Sentiríamos um fedor de alho e cebola no ar. Esses tipos de
comportamentos eram naturais e os indivíduos não sentiam nenhum
constrangimento quanto a isso.
Na história da civilização ocidental as mudanças do comportamento se
deram a passos lentos, os processos psíquicos foram mudando gradualmente
no curso dos séculos. Elias foi capaz de observar os homens à mesa, na
cama, no interior da casa, no campo e na cidade, em conflitos e
disputas. Nestas atividades os indivíduos foram mudando lentamente seus
sentimentos e atitudes. O que Elias descobriu foi que as mudanças
constantes nas estruturas da civilização ocidental mudaram também os
padrões de comportamento e a constituição psíquica dos indivíduos.
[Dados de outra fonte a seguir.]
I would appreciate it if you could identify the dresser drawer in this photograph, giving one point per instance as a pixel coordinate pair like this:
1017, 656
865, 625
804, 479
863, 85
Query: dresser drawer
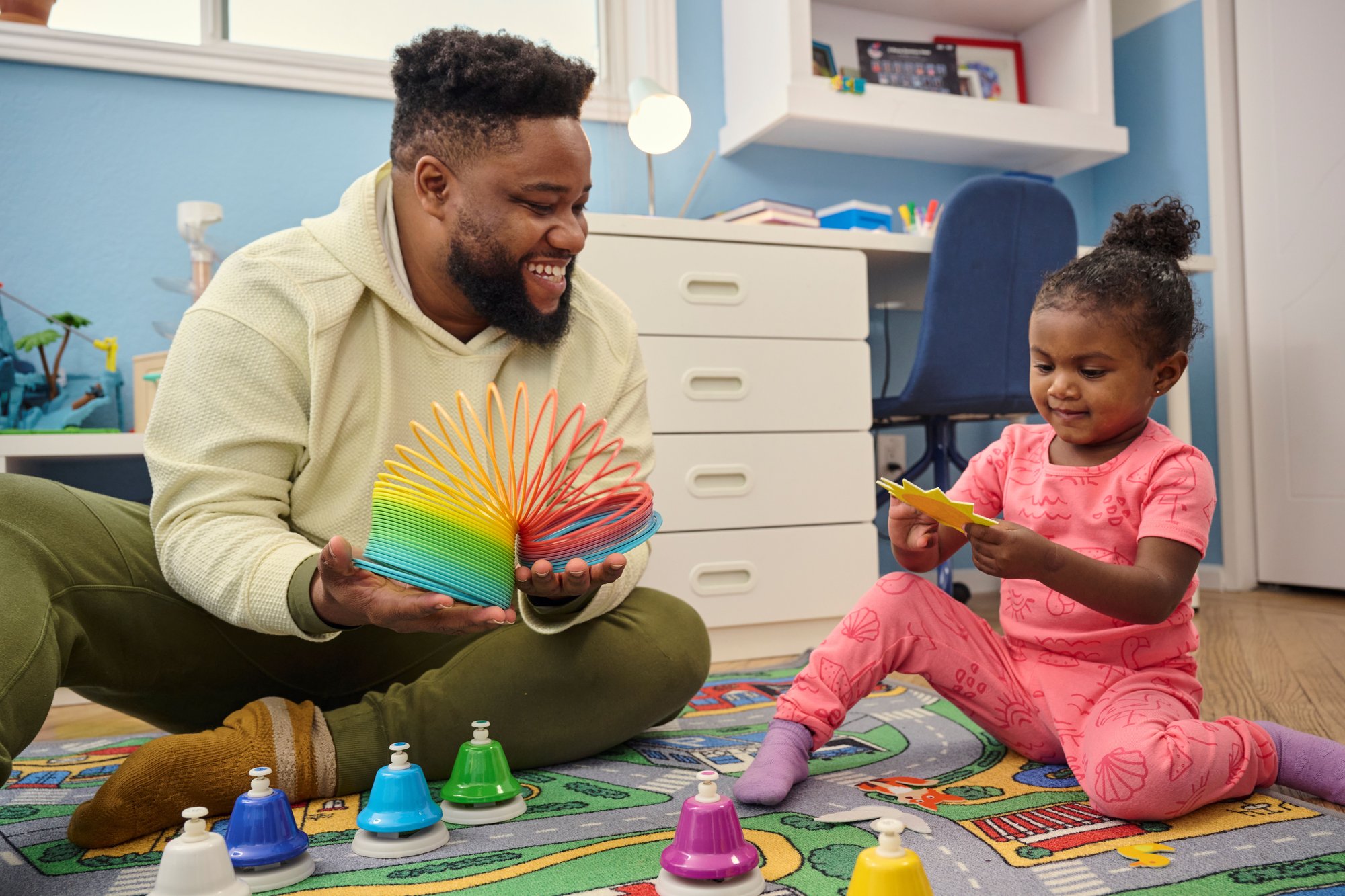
757, 385
743, 481
750, 576
700, 288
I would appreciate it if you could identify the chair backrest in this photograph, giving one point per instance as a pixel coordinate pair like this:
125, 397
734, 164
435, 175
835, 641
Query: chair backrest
997, 240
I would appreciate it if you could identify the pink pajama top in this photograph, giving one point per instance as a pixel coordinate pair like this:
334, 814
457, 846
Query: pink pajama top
1157, 487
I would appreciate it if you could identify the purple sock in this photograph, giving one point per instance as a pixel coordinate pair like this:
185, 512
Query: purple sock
781, 764
1309, 763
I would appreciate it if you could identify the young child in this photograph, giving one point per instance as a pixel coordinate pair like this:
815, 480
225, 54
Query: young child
1106, 517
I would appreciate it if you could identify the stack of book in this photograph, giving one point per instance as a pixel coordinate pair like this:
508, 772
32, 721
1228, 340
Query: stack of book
770, 212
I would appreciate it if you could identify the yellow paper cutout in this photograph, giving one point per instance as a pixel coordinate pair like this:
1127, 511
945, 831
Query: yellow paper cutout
1144, 853
935, 503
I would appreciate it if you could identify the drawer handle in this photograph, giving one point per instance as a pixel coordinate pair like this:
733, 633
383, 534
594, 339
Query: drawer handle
712, 290
715, 384
719, 481
734, 577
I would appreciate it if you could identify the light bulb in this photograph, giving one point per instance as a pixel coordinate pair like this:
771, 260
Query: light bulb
660, 123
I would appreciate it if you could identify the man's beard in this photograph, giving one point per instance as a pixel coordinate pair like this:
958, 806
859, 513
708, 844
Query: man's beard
496, 286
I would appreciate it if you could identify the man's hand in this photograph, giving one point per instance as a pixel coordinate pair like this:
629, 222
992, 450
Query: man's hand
1011, 551
345, 595
576, 579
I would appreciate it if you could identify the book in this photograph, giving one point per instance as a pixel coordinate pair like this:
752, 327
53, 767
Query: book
762, 205
771, 216
907, 64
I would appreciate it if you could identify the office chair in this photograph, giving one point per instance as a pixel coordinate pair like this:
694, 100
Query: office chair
997, 240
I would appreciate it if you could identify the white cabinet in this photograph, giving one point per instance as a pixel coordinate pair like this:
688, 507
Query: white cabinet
771, 95
761, 401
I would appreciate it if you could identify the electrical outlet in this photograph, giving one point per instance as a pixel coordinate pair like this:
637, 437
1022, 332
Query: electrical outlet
891, 454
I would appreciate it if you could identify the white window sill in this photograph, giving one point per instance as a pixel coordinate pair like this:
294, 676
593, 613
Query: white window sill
648, 46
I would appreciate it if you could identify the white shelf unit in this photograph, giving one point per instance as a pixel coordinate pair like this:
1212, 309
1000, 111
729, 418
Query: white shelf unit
15, 450
773, 97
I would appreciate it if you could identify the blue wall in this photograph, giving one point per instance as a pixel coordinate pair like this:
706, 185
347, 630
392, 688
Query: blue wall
1160, 77
95, 165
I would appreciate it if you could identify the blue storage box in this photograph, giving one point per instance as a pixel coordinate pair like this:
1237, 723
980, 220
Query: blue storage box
848, 216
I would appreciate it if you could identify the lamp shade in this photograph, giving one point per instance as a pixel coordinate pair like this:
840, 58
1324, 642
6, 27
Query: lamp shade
660, 120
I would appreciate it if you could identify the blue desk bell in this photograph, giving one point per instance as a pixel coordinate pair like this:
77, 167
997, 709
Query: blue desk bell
267, 848
401, 818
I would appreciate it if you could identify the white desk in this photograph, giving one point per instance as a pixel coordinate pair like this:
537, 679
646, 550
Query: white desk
898, 266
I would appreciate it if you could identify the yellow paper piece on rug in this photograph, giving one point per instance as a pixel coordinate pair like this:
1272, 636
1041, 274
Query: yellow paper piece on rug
935, 503
1144, 854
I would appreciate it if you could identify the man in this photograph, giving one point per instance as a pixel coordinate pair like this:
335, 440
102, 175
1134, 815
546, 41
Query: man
289, 384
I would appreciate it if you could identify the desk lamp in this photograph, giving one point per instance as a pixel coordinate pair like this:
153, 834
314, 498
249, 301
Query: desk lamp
660, 123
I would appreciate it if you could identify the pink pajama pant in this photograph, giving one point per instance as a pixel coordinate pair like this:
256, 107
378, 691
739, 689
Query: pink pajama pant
1133, 737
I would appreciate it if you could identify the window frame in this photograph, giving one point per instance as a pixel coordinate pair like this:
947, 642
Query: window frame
636, 38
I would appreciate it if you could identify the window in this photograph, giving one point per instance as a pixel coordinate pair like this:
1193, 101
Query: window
342, 46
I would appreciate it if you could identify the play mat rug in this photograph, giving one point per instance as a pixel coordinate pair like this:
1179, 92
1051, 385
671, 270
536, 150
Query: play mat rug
1000, 823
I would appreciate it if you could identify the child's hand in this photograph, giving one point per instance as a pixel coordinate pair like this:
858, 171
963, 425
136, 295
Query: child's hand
1011, 551
911, 529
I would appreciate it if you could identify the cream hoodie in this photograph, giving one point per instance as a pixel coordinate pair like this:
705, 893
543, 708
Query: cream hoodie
293, 380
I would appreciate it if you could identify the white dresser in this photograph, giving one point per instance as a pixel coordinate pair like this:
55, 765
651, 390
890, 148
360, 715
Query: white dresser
759, 396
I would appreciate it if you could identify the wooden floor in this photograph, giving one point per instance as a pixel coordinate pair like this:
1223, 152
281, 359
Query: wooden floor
1265, 655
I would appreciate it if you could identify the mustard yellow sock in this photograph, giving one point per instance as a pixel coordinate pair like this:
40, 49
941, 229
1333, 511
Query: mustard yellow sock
210, 768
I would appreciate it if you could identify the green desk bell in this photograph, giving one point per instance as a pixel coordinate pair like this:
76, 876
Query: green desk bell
482, 790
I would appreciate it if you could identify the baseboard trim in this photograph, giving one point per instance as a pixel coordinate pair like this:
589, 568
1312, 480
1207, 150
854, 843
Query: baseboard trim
769, 639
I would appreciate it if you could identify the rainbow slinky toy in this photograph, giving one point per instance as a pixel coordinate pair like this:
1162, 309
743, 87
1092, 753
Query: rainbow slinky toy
461, 514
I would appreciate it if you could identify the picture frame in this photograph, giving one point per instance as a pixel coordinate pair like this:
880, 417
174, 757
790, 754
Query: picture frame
999, 65
969, 81
824, 64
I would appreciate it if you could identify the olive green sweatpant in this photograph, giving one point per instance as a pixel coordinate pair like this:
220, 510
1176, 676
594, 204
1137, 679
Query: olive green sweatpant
83, 604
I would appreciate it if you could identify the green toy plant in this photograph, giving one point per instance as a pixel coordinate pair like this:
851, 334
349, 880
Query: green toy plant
45, 338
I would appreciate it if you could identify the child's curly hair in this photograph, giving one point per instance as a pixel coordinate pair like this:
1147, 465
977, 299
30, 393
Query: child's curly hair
1136, 274
461, 92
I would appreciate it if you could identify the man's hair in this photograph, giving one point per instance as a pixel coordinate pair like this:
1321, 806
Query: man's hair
462, 93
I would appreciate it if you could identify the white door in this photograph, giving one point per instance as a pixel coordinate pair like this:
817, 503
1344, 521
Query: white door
1293, 167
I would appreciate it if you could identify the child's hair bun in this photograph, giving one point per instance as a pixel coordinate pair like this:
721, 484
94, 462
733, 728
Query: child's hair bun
1165, 228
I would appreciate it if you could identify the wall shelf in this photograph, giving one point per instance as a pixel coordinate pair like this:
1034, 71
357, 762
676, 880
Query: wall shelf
72, 444
773, 97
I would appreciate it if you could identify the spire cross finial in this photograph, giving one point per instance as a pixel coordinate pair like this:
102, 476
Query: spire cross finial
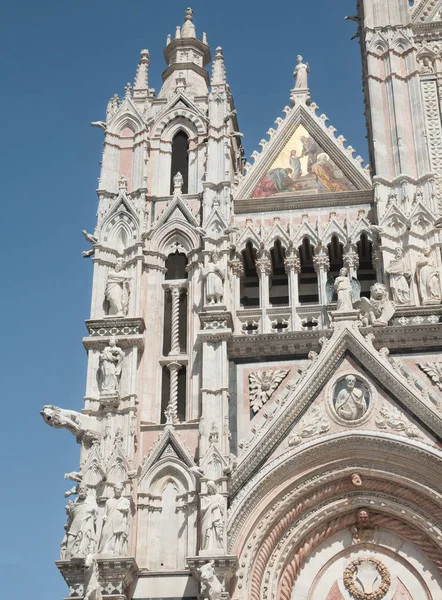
178, 184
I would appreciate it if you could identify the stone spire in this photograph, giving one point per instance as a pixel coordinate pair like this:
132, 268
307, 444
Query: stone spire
186, 57
188, 29
141, 89
218, 69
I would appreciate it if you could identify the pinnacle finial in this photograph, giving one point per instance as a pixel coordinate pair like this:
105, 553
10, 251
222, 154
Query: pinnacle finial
178, 184
218, 68
188, 29
128, 91
141, 79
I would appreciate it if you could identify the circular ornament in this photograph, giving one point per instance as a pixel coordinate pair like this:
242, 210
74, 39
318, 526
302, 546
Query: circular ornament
367, 579
350, 400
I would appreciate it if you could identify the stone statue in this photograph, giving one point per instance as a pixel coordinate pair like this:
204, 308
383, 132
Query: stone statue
110, 361
428, 278
399, 277
378, 310
80, 539
116, 521
300, 72
212, 518
356, 479
91, 582
214, 277
117, 290
348, 291
61, 418
211, 586
363, 530
350, 403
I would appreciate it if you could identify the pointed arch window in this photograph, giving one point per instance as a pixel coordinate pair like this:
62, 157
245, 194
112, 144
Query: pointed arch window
180, 160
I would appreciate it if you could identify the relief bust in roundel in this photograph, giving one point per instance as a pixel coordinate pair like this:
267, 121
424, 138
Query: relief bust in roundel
350, 400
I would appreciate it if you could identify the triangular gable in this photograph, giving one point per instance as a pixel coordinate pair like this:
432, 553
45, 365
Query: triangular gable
180, 106
345, 340
303, 156
177, 209
167, 438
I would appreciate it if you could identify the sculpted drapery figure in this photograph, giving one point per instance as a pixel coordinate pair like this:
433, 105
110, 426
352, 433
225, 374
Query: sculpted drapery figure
348, 291
399, 276
428, 278
117, 291
80, 539
343, 289
116, 521
212, 518
110, 367
214, 277
378, 310
300, 72
350, 403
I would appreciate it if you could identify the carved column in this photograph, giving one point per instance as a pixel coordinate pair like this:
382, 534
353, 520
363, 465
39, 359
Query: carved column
237, 270
264, 268
376, 259
172, 407
292, 266
321, 263
351, 260
175, 320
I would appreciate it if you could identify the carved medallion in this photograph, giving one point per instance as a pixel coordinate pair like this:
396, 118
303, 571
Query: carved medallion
367, 578
351, 400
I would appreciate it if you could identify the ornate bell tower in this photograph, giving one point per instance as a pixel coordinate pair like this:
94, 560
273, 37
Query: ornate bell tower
262, 416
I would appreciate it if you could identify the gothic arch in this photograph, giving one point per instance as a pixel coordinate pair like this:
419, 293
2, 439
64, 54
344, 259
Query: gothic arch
120, 228
168, 126
169, 238
126, 119
166, 519
167, 468
279, 516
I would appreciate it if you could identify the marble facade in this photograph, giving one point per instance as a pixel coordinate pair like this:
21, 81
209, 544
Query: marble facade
262, 415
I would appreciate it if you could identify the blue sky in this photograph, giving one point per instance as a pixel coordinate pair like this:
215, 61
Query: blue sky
60, 63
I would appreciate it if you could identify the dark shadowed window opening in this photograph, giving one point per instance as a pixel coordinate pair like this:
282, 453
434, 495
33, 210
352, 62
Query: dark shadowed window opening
308, 280
278, 280
176, 266
180, 160
182, 384
249, 291
366, 272
335, 253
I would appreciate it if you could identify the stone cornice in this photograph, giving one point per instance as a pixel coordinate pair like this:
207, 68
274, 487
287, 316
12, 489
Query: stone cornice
299, 343
255, 205
428, 31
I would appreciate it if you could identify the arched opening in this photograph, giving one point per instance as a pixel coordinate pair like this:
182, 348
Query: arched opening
176, 266
308, 279
335, 253
278, 280
126, 155
180, 160
249, 291
366, 272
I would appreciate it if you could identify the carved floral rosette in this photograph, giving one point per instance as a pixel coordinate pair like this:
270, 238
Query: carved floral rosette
355, 591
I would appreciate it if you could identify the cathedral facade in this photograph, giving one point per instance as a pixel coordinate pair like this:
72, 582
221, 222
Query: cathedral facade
262, 416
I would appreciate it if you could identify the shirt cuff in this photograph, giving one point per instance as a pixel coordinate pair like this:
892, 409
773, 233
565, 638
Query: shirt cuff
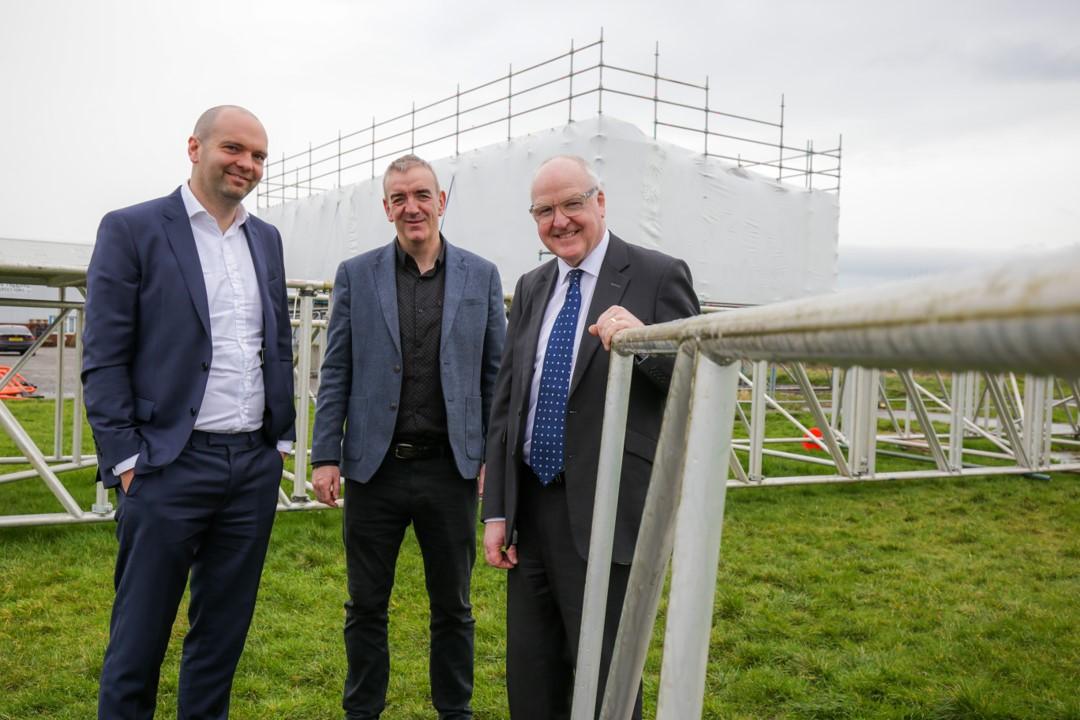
124, 465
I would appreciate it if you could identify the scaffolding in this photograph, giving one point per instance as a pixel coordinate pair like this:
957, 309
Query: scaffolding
571, 85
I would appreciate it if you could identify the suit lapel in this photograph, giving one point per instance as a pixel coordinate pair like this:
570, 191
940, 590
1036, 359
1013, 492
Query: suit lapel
386, 287
261, 275
610, 287
183, 242
530, 334
457, 272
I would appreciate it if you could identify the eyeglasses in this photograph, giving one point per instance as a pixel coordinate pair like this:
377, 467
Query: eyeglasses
570, 207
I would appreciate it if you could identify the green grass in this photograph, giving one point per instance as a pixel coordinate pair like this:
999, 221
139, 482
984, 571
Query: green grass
916, 600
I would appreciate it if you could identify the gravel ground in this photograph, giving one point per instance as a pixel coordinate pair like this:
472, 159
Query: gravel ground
41, 370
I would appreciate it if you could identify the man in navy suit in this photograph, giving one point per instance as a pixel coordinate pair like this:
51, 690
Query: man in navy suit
187, 367
415, 338
544, 436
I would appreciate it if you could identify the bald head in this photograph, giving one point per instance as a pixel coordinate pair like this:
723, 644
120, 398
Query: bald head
206, 121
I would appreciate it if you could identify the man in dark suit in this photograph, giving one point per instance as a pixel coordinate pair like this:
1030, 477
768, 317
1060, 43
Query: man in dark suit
414, 343
543, 442
188, 375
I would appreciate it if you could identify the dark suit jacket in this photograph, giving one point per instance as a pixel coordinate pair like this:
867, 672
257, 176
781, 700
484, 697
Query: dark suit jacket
361, 379
656, 288
147, 337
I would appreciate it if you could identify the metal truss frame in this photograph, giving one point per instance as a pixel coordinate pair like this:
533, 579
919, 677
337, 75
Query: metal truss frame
1023, 318
310, 335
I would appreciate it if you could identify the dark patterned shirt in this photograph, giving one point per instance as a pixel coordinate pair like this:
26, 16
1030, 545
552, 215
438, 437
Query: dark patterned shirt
421, 412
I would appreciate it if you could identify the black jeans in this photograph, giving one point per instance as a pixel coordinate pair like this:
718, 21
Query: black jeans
442, 507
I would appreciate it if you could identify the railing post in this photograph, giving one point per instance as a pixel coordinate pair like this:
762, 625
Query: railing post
698, 529
1038, 410
302, 393
602, 538
58, 408
77, 407
651, 553
757, 410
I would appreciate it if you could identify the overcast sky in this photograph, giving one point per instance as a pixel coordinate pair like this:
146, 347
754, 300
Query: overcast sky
960, 119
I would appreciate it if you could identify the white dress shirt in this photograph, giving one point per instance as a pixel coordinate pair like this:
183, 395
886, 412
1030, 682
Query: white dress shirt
234, 397
591, 270
233, 401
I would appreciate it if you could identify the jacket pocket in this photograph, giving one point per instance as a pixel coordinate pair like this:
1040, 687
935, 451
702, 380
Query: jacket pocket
144, 409
352, 446
474, 428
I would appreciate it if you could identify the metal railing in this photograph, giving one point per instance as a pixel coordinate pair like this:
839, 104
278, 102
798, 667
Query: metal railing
547, 94
1023, 318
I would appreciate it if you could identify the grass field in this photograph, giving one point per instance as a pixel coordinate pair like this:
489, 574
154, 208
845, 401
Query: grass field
921, 600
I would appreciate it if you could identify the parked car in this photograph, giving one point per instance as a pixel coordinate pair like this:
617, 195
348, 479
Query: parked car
15, 339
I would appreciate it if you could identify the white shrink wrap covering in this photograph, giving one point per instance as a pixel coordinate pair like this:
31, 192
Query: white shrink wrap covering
747, 239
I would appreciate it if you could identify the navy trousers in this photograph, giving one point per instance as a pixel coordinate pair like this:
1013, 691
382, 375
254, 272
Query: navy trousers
544, 598
206, 516
442, 507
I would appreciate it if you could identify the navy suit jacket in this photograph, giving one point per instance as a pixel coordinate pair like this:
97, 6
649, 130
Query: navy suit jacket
657, 288
147, 337
361, 378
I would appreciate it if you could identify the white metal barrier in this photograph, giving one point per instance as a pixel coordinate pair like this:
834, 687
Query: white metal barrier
1023, 317
46, 466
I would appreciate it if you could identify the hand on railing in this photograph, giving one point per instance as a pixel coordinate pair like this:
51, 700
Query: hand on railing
496, 552
611, 321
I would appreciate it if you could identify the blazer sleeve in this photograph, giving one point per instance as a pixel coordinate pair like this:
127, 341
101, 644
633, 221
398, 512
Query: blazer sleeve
335, 384
495, 337
109, 340
675, 299
497, 456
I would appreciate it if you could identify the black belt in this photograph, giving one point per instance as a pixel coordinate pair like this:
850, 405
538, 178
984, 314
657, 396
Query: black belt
558, 479
418, 451
248, 439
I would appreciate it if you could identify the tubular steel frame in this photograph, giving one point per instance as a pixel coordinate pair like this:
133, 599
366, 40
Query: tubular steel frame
1021, 318
523, 95
310, 334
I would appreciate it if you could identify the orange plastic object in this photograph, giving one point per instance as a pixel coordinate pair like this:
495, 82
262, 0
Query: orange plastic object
15, 388
810, 445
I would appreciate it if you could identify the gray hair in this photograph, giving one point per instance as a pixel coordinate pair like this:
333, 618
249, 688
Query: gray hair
403, 164
206, 120
580, 162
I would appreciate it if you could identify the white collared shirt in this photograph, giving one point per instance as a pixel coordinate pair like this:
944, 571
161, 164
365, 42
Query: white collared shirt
591, 270
234, 398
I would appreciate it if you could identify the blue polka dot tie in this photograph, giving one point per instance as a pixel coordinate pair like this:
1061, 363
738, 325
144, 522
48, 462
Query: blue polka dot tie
549, 425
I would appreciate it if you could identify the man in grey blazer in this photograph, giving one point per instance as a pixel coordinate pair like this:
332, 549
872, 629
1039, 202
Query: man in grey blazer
415, 338
544, 436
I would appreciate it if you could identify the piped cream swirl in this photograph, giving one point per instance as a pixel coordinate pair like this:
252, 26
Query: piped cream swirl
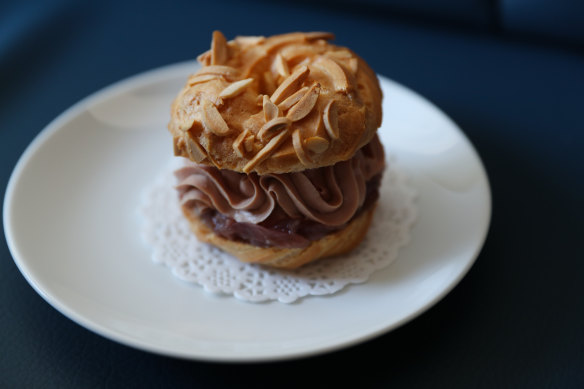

Na civilização é natural que todo ser humano sofra influência e seja
modelado pelo comportamento dos outros, nenhum ser humano nasce pronto e
acabado, somos modelados desde o nosso nascimento. Levando em
consideração esse postulado Elias buscou em manuais de etiqueta, livros
de comportamento, pinturas e documentos históricos, desde o século XIII,
as razões que foram moldando o comportamento humano.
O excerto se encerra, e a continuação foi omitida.